# can I apply formica over formica?



## DIYWayne (Dec 21, 2008)

I am re-doing an old counter that has formica laminated on it already. Can I put formica over the old stuff if I sand it good? Also how much of a radius can I bend formica around , like to make a rounded corner instead of making the corners square?


----------



## Jeeper1970 (Nov 11, 2008)

You probably can, but I wouldn't do it myself.

Belt sand it with a 50 or 80 grit, use some denatured alcohol to clean it good and make sure there's no grease or oils on it. Your best results will come with a spray on contact glue, but you can probably use a brush on contact glue. Use a roller to make sure you seat it good.

Doing radii, you'll want a heat gun and roller. It can be tricky, if you go too slow, you can scorch it, if you go too fast, you can break it. The thickness of the laminate can play a roll in it, too. I've always used a 2" radius. If you have enough scrap, try playing with it to see what works.

Do the edges first, then the top.


----------



## DIYWayne (Dec 21, 2008)

Thanks for the reply Jeeper1970, you say to use a heat gun to help bend it, would that be after the glue is applied or before?


----------



## AtlanticWBConst. (May 12, 2006)

It can be done, we have done it. As stated, you need to rough-up the entire surface with sand paper. Properly clean as also stated. Follwing that, you install and trim the laminate just as you would, if you were applying it over normal particle board, using contact cement.


----------



## Jeeper1970 (Nov 11, 2008)

Glue first, then heat and roll. You have plenty of working time with the contact cement, the heat won't hurt it.

You need to heat it as you're rolling it, the laminate cools pretty quickly. It's easier with two people, one heating, one rolling, constantly keep rolling it until it cools for best results. Only go a small distance at a time, don't try to do the whole curve at once.
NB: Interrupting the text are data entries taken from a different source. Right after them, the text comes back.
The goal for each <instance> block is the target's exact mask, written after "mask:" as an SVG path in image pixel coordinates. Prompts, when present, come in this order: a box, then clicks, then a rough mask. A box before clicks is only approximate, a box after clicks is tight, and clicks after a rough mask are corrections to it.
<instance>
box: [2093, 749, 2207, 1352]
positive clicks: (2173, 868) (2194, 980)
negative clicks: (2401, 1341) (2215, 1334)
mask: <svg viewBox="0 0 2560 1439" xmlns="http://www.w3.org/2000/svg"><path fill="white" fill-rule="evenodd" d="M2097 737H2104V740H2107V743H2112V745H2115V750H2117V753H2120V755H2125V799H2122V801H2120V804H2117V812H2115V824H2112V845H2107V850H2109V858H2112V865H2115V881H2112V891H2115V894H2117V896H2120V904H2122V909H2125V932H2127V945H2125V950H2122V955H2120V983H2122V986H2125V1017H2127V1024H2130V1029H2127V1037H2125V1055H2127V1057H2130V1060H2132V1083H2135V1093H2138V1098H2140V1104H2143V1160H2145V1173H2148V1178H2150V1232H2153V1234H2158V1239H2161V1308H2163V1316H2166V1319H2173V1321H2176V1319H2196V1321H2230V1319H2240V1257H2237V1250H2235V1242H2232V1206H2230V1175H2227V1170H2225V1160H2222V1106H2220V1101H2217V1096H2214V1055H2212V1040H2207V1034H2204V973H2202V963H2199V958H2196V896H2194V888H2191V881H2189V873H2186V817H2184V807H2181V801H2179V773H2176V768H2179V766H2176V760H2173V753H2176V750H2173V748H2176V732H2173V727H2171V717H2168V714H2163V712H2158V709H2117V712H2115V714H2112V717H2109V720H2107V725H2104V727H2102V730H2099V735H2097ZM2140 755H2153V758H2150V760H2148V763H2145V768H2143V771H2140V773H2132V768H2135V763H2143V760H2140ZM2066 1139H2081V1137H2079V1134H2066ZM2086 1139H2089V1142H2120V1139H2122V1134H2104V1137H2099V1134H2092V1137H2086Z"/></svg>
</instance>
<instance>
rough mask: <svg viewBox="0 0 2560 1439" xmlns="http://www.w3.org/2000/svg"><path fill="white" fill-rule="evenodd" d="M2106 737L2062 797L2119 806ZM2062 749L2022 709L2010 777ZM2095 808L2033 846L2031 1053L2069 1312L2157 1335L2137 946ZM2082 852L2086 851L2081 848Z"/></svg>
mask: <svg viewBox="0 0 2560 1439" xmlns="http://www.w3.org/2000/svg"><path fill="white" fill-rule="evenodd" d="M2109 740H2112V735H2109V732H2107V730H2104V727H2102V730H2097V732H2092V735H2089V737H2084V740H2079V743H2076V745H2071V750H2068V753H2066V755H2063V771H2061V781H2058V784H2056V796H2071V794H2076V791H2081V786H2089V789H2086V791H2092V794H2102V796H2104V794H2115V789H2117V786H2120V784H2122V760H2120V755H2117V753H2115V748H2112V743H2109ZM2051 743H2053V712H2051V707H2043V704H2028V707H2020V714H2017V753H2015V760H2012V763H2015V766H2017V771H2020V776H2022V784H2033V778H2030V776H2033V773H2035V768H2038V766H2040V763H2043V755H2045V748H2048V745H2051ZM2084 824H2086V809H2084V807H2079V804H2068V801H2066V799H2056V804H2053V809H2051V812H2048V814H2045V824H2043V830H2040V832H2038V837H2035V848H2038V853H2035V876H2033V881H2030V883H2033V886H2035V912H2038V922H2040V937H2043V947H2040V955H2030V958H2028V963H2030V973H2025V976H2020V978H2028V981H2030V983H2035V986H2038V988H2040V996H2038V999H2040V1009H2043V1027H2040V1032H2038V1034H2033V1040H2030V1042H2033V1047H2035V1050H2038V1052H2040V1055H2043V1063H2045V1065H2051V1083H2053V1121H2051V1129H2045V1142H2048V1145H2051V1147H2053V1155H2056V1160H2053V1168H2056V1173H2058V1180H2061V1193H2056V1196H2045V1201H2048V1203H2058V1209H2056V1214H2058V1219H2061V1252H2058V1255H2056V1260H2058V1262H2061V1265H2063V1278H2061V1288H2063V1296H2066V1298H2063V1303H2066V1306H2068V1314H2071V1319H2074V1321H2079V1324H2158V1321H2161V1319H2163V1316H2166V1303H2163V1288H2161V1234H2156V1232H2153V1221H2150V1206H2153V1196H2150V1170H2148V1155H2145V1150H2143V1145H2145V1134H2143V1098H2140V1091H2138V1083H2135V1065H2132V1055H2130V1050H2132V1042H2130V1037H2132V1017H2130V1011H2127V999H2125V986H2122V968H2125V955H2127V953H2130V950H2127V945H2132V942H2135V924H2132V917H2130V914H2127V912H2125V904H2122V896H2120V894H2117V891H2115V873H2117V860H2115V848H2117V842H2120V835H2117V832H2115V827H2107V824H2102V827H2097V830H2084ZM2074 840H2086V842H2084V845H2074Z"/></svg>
And ditto John Opwin, use a belt or block sander on the edges, not a palm or orbital sander.


----------



## DIYWayne (Dec 21, 2008)

Would it be a good idea to use 2 coats of contact cement?The instructions onthe can 
says to if the 1st coat drys dull.I was wondering if a 2nd coat would make it stick better anyway.
Thanks for your help with this project!


----------



## AtlanticWBConst. (May 12, 2006)

DIYWayne said:


> Would it be a good idea to use 2 coats of contact cement?The instructions onthe can
> says to if the 1st coat drys dull.I was wondering if a 2nd coat would make it stick better anyway.
> Thanks for your help with this project!


No, one coat. The suggestion about heating, is also a good method.


----------



## BigJim (Sep 2, 2008)

One trick I used to install the edging on a radius was to beltsand the back side of the edging to make it thinner at the area that will make the bend. You don't want to sand it paper thin so check it often to see if it bends good enough for you. Heat will work but sanding the back side works best for me.


----------